Warmup policy. TTSEngine.warmup() probes each pack in VOICE_PACKS values by attempting a 1-word synthesis. Missing Indic packs (ta_female_1, kn_male_1, hi_male_1) are logged at WARN and the fallback chain is activated for subsequent calls — warmup does not abort the Space. The ONE condition that DOES abort the Space at warmup is: both en_indian_female_1 AND hi_female_1 missing — this is catastrophic because there is no voice at all for Hindi or English, which are the ≥ 95% traffic languages. In that case ModelLoadError("no usable voice pack for hi or en") is raised and the Space fails to bind its port.

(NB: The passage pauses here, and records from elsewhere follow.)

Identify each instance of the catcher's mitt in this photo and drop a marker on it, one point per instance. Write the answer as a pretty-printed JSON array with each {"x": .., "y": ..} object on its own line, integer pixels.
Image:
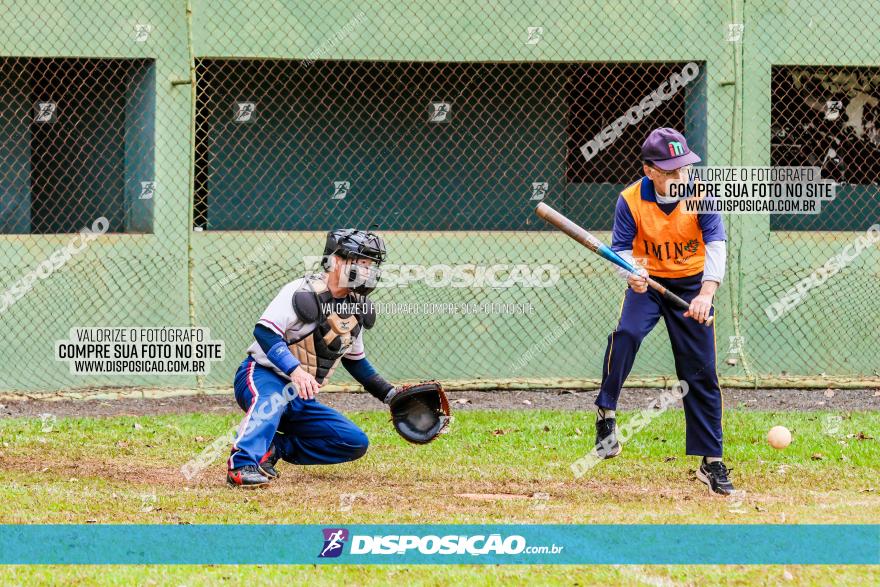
[{"x": 419, "y": 412}]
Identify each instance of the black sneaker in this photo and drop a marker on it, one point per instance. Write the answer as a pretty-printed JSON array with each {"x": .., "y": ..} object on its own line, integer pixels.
[
  {"x": 248, "y": 477},
  {"x": 607, "y": 446},
  {"x": 714, "y": 475},
  {"x": 267, "y": 463}
]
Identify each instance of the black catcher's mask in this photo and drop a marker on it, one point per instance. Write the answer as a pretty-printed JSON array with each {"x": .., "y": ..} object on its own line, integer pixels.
[{"x": 353, "y": 244}]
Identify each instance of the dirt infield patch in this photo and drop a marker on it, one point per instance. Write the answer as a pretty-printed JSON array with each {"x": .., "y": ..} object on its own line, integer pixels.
[{"x": 749, "y": 399}]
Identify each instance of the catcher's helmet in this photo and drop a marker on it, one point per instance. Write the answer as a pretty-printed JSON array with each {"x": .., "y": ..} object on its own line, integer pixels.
[{"x": 350, "y": 243}]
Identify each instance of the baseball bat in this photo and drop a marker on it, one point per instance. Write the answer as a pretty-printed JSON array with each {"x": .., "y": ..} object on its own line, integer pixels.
[{"x": 591, "y": 242}]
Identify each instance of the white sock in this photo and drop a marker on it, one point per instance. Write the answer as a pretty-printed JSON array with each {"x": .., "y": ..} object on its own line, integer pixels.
[{"x": 602, "y": 413}]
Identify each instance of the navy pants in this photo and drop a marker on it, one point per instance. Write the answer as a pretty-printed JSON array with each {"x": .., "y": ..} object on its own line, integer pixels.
[
  {"x": 304, "y": 432},
  {"x": 693, "y": 345}
]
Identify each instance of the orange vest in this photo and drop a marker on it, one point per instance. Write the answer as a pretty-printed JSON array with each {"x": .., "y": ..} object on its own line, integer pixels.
[{"x": 667, "y": 245}]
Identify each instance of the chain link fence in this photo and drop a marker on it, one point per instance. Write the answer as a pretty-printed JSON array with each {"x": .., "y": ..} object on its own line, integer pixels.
[{"x": 215, "y": 142}]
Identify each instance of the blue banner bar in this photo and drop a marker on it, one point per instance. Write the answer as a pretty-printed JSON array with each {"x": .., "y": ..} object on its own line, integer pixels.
[{"x": 440, "y": 544}]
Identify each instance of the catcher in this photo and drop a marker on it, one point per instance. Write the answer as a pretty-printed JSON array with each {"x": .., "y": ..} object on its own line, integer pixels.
[{"x": 312, "y": 325}]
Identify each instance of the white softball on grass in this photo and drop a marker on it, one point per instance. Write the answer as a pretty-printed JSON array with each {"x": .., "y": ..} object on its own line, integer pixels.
[{"x": 779, "y": 437}]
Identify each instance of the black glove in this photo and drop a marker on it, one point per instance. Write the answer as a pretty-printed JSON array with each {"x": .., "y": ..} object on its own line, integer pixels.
[{"x": 419, "y": 412}]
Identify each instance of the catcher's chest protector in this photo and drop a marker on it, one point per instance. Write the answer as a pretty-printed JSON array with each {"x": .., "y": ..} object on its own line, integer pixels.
[{"x": 335, "y": 330}]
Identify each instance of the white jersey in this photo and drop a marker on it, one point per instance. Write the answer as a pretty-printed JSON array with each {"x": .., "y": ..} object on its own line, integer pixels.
[{"x": 281, "y": 318}]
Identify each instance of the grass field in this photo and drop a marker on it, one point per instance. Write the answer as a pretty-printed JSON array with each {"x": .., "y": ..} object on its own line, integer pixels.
[{"x": 494, "y": 467}]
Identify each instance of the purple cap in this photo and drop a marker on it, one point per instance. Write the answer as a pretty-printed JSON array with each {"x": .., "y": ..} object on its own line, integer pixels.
[{"x": 667, "y": 149}]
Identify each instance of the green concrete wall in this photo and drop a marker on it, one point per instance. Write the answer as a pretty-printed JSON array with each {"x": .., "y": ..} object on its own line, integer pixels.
[{"x": 223, "y": 279}]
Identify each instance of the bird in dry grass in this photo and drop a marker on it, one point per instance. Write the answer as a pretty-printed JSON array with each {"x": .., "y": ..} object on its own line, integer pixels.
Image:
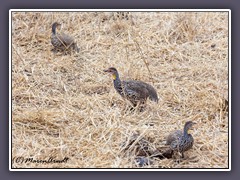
[
  {"x": 137, "y": 92},
  {"x": 62, "y": 41},
  {"x": 180, "y": 141}
]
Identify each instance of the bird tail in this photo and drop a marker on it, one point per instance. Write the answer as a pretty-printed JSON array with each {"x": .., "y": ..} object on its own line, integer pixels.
[{"x": 166, "y": 154}]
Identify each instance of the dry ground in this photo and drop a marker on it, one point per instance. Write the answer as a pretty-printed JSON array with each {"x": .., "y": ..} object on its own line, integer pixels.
[{"x": 64, "y": 105}]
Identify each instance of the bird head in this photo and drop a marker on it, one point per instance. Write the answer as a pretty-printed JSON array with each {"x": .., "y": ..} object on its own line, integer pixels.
[
  {"x": 112, "y": 71},
  {"x": 56, "y": 24},
  {"x": 189, "y": 126}
]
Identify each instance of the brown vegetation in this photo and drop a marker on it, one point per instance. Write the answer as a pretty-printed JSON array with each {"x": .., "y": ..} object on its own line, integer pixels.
[{"x": 64, "y": 105}]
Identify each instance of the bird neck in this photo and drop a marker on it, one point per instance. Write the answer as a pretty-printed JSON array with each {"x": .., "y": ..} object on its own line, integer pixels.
[
  {"x": 54, "y": 28},
  {"x": 116, "y": 78},
  {"x": 117, "y": 82}
]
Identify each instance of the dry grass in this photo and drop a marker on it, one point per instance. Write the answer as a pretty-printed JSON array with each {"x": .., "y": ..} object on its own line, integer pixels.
[{"x": 66, "y": 106}]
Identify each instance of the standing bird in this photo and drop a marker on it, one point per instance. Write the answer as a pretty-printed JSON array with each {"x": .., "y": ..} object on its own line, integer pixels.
[
  {"x": 136, "y": 92},
  {"x": 62, "y": 41},
  {"x": 180, "y": 141}
]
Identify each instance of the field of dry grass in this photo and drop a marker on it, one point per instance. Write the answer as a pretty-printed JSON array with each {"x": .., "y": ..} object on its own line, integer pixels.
[{"x": 64, "y": 105}]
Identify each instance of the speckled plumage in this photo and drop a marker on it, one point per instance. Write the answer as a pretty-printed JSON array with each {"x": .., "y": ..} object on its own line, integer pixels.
[
  {"x": 180, "y": 141},
  {"x": 134, "y": 91}
]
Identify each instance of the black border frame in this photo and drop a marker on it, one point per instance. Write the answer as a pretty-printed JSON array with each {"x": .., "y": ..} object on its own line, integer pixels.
[{"x": 128, "y": 169}]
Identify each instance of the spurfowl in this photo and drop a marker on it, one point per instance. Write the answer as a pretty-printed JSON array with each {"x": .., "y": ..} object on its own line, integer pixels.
[
  {"x": 136, "y": 92},
  {"x": 180, "y": 141},
  {"x": 62, "y": 41}
]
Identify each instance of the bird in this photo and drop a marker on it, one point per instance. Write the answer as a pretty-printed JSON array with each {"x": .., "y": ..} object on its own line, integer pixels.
[
  {"x": 137, "y": 92},
  {"x": 180, "y": 141},
  {"x": 62, "y": 41}
]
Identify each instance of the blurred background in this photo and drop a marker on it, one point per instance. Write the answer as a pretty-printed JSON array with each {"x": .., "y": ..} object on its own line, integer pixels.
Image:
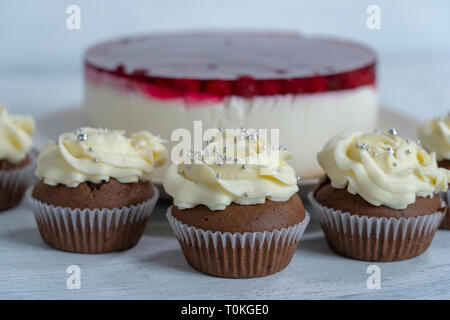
[{"x": 41, "y": 59}]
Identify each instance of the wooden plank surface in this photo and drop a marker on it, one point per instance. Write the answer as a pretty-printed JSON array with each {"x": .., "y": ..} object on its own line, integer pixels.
[{"x": 156, "y": 269}]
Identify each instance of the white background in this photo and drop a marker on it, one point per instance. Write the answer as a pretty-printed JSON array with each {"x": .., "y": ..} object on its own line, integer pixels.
[{"x": 41, "y": 60}]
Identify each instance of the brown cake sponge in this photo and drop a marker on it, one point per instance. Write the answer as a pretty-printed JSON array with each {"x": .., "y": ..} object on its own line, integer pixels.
[
  {"x": 110, "y": 194},
  {"x": 341, "y": 199},
  {"x": 267, "y": 216}
]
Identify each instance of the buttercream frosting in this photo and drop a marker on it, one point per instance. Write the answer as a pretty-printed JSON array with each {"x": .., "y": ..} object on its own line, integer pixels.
[
  {"x": 235, "y": 166},
  {"x": 382, "y": 168},
  {"x": 435, "y": 136},
  {"x": 97, "y": 155},
  {"x": 15, "y": 136}
]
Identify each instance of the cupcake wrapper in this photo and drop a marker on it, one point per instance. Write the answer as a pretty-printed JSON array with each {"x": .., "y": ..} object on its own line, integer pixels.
[
  {"x": 237, "y": 255},
  {"x": 13, "y": 185},
  {"x": 376, "y": 239},
  {"x": 92, "y": 231},
  {"x": 445, "y": 224}
]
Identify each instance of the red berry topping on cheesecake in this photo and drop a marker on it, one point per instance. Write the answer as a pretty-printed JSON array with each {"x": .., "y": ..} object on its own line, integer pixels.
[{"x": 221, "y": 64}]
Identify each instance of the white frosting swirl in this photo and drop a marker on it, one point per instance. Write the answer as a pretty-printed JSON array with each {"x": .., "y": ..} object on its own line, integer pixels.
[
  {"x": 435, "y": 136},
  {"x": 235, "y": 167},
  {"x": 97, "y": 155},
  {"x": 382, "y": 168},
  {"x": 15, "y": 136}
]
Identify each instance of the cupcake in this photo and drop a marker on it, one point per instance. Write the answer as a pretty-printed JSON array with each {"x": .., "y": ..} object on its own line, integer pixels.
[
  {"x": 16, "y": 162},
  {"x": 378, "y": 200},
  {"x": 435, "y": 137},
  {"x": 95, "y": 194},
  {"x": 236, "y": 212}
]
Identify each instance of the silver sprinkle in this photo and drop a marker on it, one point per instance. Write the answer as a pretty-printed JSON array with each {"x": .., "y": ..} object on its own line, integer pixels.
[
  {"x": 82, "y": 136},
  {"x": 392, "y": 132}
]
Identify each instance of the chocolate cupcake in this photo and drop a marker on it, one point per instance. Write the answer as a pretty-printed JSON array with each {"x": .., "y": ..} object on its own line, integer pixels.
[
  {"x": 378, "y": 200},
  {"x": 95, "y": 193},
  {"x": 435, "y": 137},
  {"x": 16, "y": 162},
  {"x": 236, "y": 212}
]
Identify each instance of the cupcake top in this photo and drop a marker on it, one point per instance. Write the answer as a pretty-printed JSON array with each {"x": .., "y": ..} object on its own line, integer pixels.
[
  {"x": 15, "y": 136},
  {"x": 97, "y": 155},
  {"x": 435, "y": 136},
  {"x": 234, "y": 166},
  {"x": 382, "y": 168}
]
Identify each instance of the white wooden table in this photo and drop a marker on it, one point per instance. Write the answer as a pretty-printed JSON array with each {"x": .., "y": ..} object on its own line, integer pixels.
[{"x": 156, "y": 269}]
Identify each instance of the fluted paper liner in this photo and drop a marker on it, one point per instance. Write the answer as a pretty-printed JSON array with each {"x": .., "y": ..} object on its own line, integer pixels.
[
  {"x": 376, "y": 239},
  {"x": 237, "y": 255},
  {"x": 92, "y": 231},
  {"x": 445, "y": 224},
  {"x": 13, "y": 184}
]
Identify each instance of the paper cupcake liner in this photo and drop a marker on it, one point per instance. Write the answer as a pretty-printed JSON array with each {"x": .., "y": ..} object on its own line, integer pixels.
[
  {"x": 237, "y": 255},
  {"x": 92, "y": 231},
  {"x": 13, "y": 185},
  {"x": 376, "y": 239},
  {"x": 445, "y": 224}
]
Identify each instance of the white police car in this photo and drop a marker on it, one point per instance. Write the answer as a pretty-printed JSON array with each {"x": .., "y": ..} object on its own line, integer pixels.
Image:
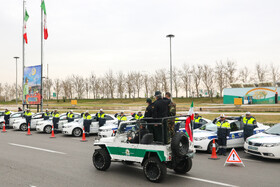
[
  {"x": 20, "y": 123},
  {"x": 265, "y": 144},
  {"x": 46, "y": 125},
  {"x": 76, "y": 128},
  {"x": 203, "y": 137}
]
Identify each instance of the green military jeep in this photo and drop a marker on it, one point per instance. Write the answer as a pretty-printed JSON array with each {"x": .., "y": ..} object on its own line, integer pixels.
[{"x": 154, "y": 156}]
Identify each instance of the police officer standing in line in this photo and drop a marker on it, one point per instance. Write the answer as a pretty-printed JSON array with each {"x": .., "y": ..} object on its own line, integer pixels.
[
  {"x": 27, "y": 116},
  {"x": 87, "y": 122},
  {"x": 55, "y": 120},
  {"x": 250, "y": 124},
  {"x": 160, "y": 111},
  {"x": 197, "y": 121},
  {"x": 100, "y": 117},
  {"x": 121, "y": 118},
  {"x": 223, "y": 132},
  {"x": 47, "y": 115},
  {"x": 70, "y": 116},
  {"x": 7, "y": 117}
]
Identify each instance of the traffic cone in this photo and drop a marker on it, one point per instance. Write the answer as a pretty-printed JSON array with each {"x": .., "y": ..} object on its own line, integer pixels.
[
  {"x": 214, "y": 155},
  {"x": 84, "y": 136},
  {"x": 52, "y": 136},
  {"x": 28, "y": 131},
  {"x": 4, "y": 127}
]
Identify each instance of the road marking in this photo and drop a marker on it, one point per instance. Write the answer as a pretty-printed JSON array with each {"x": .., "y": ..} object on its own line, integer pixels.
[
  {"x": 195, "y": 178},
  {"x": 37, "y": 148}
]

Downstream visibility. Whenever a fallback is used, the degraded=True flag travels with the response. For TTS, this lives in the AudioTrace (§3.8) attached to the ring buffer; for ASR, there is an analogous mechanism in §3.5's empty-string edge case. env.py surfaces degraded=True into DriftCallObservation via a future last_audio_degraded: bool field if the rewards/models doc adds it; until then the flag is telemetry-only and does not influence reward.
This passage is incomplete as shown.